Blue Oceans

In my previous post I talked about how having a focus is super important to a product’s success.  The question comes, what to focus on?

Here’s one angle.

I have been a big fan of Kim & Mauborgne’s Blue Ocean Strategy since I first read it in 2008.  If you haven’t read it yet, I encourage you to get it.  The basic premise is well known.  Instead of competing on the same attributes for the same customers as everyone else (i.e. red ocean), go after the customer who is not served and focus on the attributes most important to them.     For example, take Southwest, who carved out a great business for themselves by competing not with other airlines, but for the customers who normally take buses and trains.  And there are dozens of other examples of companies who got their first foothold going after markets that did not really exist beforehand (Honda and racing motorcycles, AirBNB and the home-owner willing to rent on a nightly basis, Salesforce and small sales teams without IT resources).

When I started working on Shop It To Me in 2004, buying apparel online impulsively was a blue-ocean.  Online shopping at the time was optimized for planned purchases — electronics, books and DVDs. Comparison shopping sites ruled the day and few people (women included) thought of it as a place to buy clothing and certainly not impulsively.  I believe a 2004 survey showed that 75% of women would never buy clothing online because of fit issues.  Sites like Gilt Groupe did not exist; apparel retailers were still looking at the Internet as an experiment, and designer brands often did not even have a website let alone a store.   Investors looked at our service — a free personal shopper that would get people to buy items they didn’t plan on buying that day — as a novelty.  Who would buy clothing on impulse without being able to try it on?  47 of the 50 investors I pitched turned me down — mostly because they did not think impulse apparel purchases was a big enough market.

Today the impulse shopping space is a complete red-ocean. Hundreds of companies are trying to be in the “discovery” or “sample sale” space.   The fact Shop It To Me launched and built out our site before these sites existed gave us a huge advantage.  We were different and were able to build out our brand identity before the space got crowded.  It allowed us to grow our user base and leverage that base to make our future products even better.   Had we started now, we likely might not have separated from the noise.
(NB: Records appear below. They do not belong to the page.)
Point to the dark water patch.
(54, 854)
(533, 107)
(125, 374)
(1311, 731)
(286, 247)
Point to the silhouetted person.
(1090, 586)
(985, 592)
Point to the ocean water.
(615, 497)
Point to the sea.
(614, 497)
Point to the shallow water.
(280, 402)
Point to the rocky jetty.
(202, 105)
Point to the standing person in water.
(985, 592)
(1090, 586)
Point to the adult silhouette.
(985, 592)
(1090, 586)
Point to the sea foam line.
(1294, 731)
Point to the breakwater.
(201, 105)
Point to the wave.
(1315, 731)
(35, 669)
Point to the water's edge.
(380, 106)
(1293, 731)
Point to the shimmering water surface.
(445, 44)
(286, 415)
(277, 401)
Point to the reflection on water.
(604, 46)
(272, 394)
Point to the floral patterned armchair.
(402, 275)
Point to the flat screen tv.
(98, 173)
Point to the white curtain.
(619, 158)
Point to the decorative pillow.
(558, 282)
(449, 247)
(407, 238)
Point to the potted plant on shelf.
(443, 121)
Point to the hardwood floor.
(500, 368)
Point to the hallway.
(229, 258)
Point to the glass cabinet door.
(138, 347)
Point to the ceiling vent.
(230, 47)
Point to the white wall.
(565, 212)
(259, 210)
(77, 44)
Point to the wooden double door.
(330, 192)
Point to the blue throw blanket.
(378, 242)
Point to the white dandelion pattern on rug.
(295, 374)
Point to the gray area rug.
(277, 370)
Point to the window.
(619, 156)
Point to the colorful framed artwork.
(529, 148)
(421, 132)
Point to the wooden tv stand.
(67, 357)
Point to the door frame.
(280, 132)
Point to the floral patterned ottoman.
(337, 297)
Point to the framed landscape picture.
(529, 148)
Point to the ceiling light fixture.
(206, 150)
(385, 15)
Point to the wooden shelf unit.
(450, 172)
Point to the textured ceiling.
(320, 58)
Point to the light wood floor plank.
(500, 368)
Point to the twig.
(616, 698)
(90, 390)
When you think about the market you are in, instead of blindly going after the same customers everyone else is going after with the same features and attributes,  step back and think — who is NOT using the product?  Who is underserved?  Who do all of the competitors overlook because they are just not profitable enough?   What do those people value the most and what product would best suit them?    If you see an opportunity, sacrifice the “good users” and go headstrong into this new market instead.   Focus on just the attributes that will help those people and get them to pay up.  Keep building and take that market away.    The entrenched players won’t be able to compete and you may end up the leader of a new market bigger than the one that currently exists.